Das Management wird zur Abbaumasse

André Kasten

Ein Viertel des Managements. Das ist die Zahl, die Oliver Blume am 26. August auf der Betriebsversammlung in Emden genannt hat.

Volkswagen will die Führungsebenen um 25 Prozent verkleinern – Konzernstellen, Zentralfunktionen, Entwicklung, Vertrieb. Der Konzern setzt dabei zuerst auf freiwillige Instrumente: Renteneintritte, Altersteilzeit, Fluktuation, Aufhebungsverträge. Für die Abfindungen kursiert eine Spanne von 17.700 bis 404.700 Euro, gestaffelt nach Betriebszugehörigkeit und Entgeltgruppe.
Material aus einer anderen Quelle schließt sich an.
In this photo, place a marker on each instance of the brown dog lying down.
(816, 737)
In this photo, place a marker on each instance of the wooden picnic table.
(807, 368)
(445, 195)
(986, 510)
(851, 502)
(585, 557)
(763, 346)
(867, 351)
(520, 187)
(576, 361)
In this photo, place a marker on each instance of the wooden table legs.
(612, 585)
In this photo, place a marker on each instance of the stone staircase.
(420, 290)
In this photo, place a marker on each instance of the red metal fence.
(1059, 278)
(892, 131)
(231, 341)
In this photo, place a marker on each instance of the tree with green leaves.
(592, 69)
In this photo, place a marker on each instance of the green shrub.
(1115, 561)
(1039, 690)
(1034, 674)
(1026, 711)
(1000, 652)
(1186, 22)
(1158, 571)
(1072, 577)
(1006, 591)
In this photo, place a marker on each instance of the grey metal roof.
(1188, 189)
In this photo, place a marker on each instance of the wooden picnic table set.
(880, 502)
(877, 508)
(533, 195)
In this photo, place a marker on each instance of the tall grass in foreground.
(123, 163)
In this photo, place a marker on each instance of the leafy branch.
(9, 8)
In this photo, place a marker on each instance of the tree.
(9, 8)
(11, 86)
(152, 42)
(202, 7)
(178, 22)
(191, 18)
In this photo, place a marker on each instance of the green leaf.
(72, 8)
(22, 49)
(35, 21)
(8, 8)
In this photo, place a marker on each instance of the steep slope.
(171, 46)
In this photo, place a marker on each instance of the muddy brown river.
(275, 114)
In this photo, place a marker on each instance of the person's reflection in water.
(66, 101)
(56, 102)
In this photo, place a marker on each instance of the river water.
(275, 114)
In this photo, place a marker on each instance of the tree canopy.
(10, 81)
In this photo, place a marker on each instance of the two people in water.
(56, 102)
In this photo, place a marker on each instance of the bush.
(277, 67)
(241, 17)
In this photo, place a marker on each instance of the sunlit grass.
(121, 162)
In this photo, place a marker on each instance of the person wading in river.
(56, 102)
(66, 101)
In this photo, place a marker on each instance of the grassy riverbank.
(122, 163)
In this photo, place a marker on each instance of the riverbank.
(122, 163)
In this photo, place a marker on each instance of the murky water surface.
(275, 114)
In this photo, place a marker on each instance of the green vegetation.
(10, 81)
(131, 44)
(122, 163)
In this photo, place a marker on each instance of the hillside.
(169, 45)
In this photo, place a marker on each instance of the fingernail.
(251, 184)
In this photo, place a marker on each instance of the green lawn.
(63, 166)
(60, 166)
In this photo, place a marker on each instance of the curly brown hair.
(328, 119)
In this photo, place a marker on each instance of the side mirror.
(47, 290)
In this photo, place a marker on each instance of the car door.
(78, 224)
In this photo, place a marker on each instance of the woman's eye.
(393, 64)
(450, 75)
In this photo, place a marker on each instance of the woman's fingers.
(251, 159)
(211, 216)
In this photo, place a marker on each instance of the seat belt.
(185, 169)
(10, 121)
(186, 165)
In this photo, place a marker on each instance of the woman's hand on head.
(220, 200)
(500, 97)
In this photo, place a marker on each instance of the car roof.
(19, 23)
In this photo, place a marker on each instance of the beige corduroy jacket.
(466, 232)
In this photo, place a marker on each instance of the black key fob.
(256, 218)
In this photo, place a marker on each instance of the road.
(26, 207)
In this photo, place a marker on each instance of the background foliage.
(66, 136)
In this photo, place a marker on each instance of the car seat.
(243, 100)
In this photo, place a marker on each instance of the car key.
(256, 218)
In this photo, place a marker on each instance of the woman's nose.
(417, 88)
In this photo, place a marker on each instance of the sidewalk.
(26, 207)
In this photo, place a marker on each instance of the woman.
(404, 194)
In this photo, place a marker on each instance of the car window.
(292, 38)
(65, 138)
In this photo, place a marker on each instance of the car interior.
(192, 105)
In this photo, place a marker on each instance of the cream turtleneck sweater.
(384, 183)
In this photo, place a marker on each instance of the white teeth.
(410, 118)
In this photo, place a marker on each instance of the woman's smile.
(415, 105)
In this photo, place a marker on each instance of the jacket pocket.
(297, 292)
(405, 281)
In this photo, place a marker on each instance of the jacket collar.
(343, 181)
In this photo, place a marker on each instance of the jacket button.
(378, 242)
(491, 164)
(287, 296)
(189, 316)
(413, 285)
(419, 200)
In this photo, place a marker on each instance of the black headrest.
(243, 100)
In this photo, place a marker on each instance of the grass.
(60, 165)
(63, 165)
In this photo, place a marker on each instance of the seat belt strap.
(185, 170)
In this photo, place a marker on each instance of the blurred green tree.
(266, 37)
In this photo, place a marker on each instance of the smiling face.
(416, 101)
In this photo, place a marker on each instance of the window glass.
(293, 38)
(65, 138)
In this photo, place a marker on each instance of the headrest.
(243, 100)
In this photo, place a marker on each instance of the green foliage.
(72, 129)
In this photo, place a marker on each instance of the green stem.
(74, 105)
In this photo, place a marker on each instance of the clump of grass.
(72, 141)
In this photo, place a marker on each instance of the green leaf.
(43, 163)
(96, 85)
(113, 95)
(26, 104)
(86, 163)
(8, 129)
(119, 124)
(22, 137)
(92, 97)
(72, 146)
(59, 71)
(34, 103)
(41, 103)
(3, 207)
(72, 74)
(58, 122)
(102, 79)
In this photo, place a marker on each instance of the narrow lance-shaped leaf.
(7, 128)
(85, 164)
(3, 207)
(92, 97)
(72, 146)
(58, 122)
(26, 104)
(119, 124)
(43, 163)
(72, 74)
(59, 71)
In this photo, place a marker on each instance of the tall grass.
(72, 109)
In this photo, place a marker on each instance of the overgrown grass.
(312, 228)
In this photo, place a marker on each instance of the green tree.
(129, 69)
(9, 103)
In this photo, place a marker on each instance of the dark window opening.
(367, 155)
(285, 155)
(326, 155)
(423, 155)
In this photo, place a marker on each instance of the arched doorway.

Wer als Führungskraft ein solches Papier auf den Tisch bekommt, sollte drei Dinge auseinanderhalten.

Erstens:

Eine Abfindungstabelle ist kein Angebot, sondern ein Rahmen. Sie bildet den kollektiv verhandelten Regelfall ab. Was für eine Führungskraft mit langer Betriebszugehörigkeit, hohem variablen Anteil und laufender Zielvereinbarung angemessen ist, steht dort gerade nicht.

Zweitens:

Der Wert eines Aufhebungsvertrags entscheidet sich selten an der Abfindungsziffer. Er entscheidet sich an der Behandlung des Bonus für das laufende Jahr, an Long-Term-Incentives und deren Verfallklauseln, an der betrieblichen Altersversorgung, am Zeugnis, an Freistellung und Anrechnung – und an einem etwaigen nachvertraglichen Wettbewerbsverbot samt Karenzentschädigung.

Drittens:

Freiwilligkeit hat ein Ablaufdatum. Wer wartet, bis das Programm ausläuft, verhandelt anschließend unter anderen Vorzeichen.

Der Rest ist Rechnen. Und zwar vor der Unterschrift.